Si hubiera podido romper
las ligaduras por encima del codo, hubiese
cogido el péndulo e intentado detenerlo,
lo que hubiera sido como intentar detener una
avalancha.
Mis ojos seguían
el vuelo ascendente de la cuchilla y su caída,
con el ardor de la desesperación más
enloquecida; espasmódicamente, cerrábanse
en el momento del descenso sobre mí.
Y, sin embargo, temblaba
con todos mis nervios al pensar que bastaría
que la máquina descendiera un grado
para que se precipitara sobre mi pecho el hacha
afilada y reluciente.
Y mis nervios temblaban,
y hacían encoger todo mi ser a causa
de la esperanza.
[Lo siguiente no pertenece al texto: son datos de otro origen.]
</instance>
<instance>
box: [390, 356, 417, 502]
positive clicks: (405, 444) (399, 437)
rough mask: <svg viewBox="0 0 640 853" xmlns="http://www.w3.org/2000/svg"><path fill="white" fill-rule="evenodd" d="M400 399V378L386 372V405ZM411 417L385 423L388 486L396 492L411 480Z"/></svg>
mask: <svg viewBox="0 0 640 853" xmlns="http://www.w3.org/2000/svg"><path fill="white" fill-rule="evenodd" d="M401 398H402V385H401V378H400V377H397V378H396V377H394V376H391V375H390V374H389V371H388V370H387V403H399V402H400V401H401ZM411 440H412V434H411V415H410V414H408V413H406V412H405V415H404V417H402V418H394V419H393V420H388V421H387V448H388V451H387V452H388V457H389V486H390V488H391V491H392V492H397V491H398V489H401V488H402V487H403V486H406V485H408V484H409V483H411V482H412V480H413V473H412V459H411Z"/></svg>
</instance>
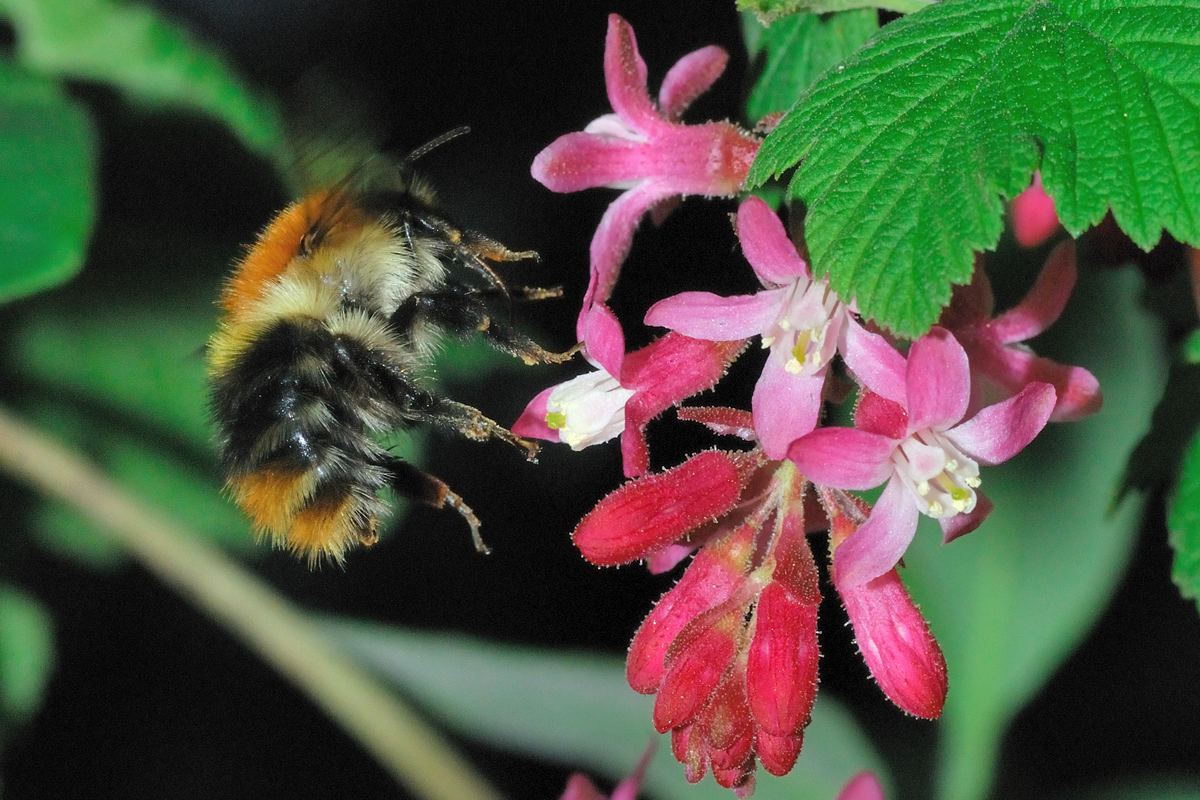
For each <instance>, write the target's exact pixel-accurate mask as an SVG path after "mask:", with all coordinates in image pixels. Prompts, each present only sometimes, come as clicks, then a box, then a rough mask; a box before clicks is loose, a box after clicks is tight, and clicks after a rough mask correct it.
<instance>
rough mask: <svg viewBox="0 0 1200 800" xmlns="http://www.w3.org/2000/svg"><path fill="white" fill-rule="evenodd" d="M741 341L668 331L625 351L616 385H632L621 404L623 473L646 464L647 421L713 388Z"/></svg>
mask: <svg viewBox="0 0 1200 800" xmlns="http://www.w3.org/2000/svg"><path fill="white" fill-rule="evenodd" d="M744 347H745V342H743V341H733V342H706V341H704V339H694V338H691V337H688V336H683V335H680V333H674V332H672V333H667V335H666V336H664V337H662V338H660V339H656V341H654V342H652V343H650V344H648V345H647V347H644V348H642V349H641V350H637V351H635V353H630V354H629V355H628V356H626V357H625V362H624V368H623V369H622V374H620V385H622V386H624V387H626V389H632V390H635V395H634V396H632V397H631V398H630V399H629V402H628V403H626V404H625V433H624V435H623V437H622V440H620V450H622V455H623V457H624V469H625V476H626V477H636V476H637V475H642V474H643V473H644V471H646V470H647V469H649V459H650V456H649V451H648V449H647V446H646V437H644V428H646V425H647V423H648V422H649V421H650V420H653V419H654V417H655V416H658V415H659V414H661V413H662V411H665V410H666V409H668V408H671V407H672V405H678V404H679V403H680V402H683V401H684V399H685V398H688V397H691V396H692V395H695V393H697V392H702V391H704V390H706V389H712V387H713V385H714V384H716V381H718V380H720V378H721V375H724V374H725V371H726V369H727V368H728V366H730V363H731V362H732V361H733V360H734V359H736V357H738V354H739V353H742V349H743V348H744Z"/></svg>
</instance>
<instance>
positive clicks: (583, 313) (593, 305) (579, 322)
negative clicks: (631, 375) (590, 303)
mask: <svg viewBox="0 0 1200 800" xmlns="http://www.w3.org/2000/svg"><path fill="white" fill-rule="evenodd" d="M577 331H578V336H580V341H581V342H583V345H584V355H586V356H587V357H588V360H590V361H594V362H595V363H598V365H600V366H601V367H602V368H604V371H605V372H607V373H608V374H610V375H619V374H620V373H622V369H623V365H624V362H625V332H624V331H622V330H620V323H619V321H617V315H616V314H613V313H612V311H610V309H608V306H606V305H604V303H602V302H598V303H593V305H592V306H584V312H583V314H581V315H580V321H578V325H577Z"/></svg>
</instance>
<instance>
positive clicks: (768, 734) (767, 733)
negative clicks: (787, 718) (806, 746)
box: [755, 729, 804, 777]
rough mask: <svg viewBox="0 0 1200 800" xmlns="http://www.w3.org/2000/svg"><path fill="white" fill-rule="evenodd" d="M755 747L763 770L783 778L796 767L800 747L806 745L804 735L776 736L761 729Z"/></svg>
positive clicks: (799, 749) (773, 774) (759, 731)
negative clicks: (760, 762) (793, 735)
mask: <svg viewBox="0 0 1200 800" xmlns="http://www.w3.org/2000/svg"><path fill="white" fill-rule="evenodd" d="M755 745H756V748H757V751H758V760H761V762H762V765H763V769H766V770H767V771H768V772H770V774H772V775H774V776H776V777H782V776H784V775H787V774H788V772H791V771H792V768H793V766H796V759H797V758H799V756H800V747H802V746H803V745H804V734H803V733H798V734H796V735H794V736H775V735H773V734H769V733H767V732H766V730H762V729H760V730H758V733H757V735H756V738H755Z"/></svg>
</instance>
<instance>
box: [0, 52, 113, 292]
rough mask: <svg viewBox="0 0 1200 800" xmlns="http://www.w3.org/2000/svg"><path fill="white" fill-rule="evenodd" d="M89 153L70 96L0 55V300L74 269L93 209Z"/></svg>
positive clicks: (88, 223)
mask: <svg viewBox="0 0 1200 800" xmlns="http://www.w3.org/2000/svg"><path fill="white" fill-rule="evenodd" d="M94 151H95V145H94V133H92V130H91V122H90V121H89V119H88V115H86V114H85V113H84V112H83V110H82V109H80V108H79V107H78V106H77V104H76V103H74V102H72V101H71V100H68V98H67V97H66V96H65V95H64V94H62V92H61V91H60V89H59V88H58V86H56V85H55V84H53V83H50V82H48V80H44V79H42V78H38V77H36V76H30V74H26V73H25V72H24V71H22V70H19V68H17V67H13V66H12V65H10V64H5V62H2V61H0V175H4V180H2V181H0V302H2V301H6V300H12V299H13V297H19V296H23V295H28V294H32V293H35V291H40V290H42V289H47V288H49V287H53V285H56V284H59V283H62V282H65V281H68V279H70V278H72V277H73V276H74V275H76V272H78V271H79V267H80V266H82V265H83V259H84V253H85V251H86V248H88V237H89V235H90V233H91V224H92V216H94V213H95V210H94V206H95V200H94V197H92V196H94V192H95V172H96V168H95V152H94Z"/></svg>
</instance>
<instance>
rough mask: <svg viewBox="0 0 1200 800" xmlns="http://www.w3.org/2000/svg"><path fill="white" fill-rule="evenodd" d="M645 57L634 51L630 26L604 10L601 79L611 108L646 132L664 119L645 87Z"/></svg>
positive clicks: (624, 21)
mask: <svg viewBox="0 0 1200 800" xmlns="http://www.w3.org/2000/svg"><path fill="white" fill-rule="evenodd" d="M646 78H647V71H646V61H643V60H642V55H641V54H640V53H638V52H637V40H636V38H635V37H634V29H632V28H631V26H630V24H629V23H628V22H625V20H624V19H622V18H620V17H619V16H618V14H608V35H607V37H606V38H605V47H604V79H605V86H606V89H607V91H608V102H610V103H612V110H614V112H617V114H618V115H619V116H620V119H623V120H625V122H628V124H629V126H630V127H632V128H634V130H636V131H638V132H640V133H643V134H647V136H649V134H650V133H652V132H656V131H659V130H660V128H662V127H664V126H666V125H667V124H666V121H665V120H662V118H661V116H659V112H658V109H656V108H654V103H652V102H650V96H649V94H648V92H647V90H646Z"/></svg>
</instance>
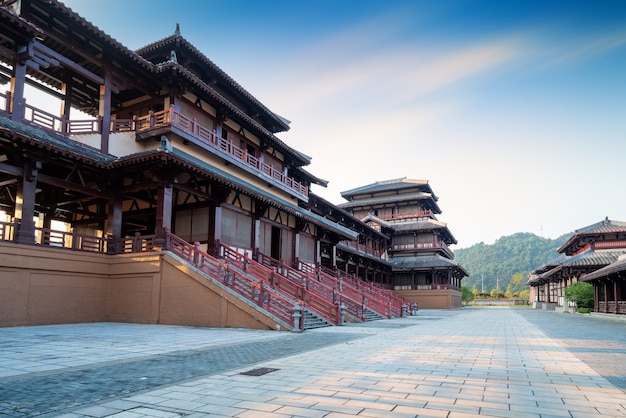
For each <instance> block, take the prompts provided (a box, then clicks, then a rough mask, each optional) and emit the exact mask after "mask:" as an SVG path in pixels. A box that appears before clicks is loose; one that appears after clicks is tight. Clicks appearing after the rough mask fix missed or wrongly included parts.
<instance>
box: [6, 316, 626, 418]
mask: <svg viewBox="0 0 626 418" xmlns="http://www.w3.org/2000/svg"><path fill="white" fill-rule="evenodd" d="M51 416H62V417H75V418H78V417H81V418H82V417H109V416H110V417H116V418H139V417H163V418H165V417H183V416H184V417H206V416H225V417H352V416H363V417H415V416H420V417H421V416H430V417H470V416H492V417H552V416H554V417H589V416H603V417H612V416H626V321H623V320H622V321H620V320H615V319H604V318H596V317H591V316H588V315H587V316H581V315H575V314H561V313H555V312H546V311H536V310H532V309H528V308H475V307H474V308H463V309H459V310H455V311H420V312H419V315H418V316H417V317H411V318H403V319H395V320H383V321H375V322H370V323H366V324H357V325H350V326H345V327H332V328H322V329H317V330H310V331H306V332H304V333H302V334H293V333H286V332H272V331H252V330H239V329H206V328H192V327H171V326H155V325H136V324H112V323H104V324H103V323H97V324H77V325H54V326H41V327H17V328H1V329H0V417H51Z"/></svg>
Era la esperanza, la esperanza
triunfante aún sobre el potro, que dejábase
oír al oído de los condenados
a muerte, incluso en los calabozos de la Inquisición.
Comprobé que diez
o doce vibraciones, aproximadamente, pondrían
el acero en inmediato contacto con mi traje,
y con esta observación entróse
en mi ánimo la calma condensada y aguda
de la desesperación.
La primera mordedura de
la cuchilla de la media luna, efectuada en
cualquier lugar de la correa, tenía
que desatarla lo suficiente para permitir que
mi mano la desenrollara de mi cuerpo.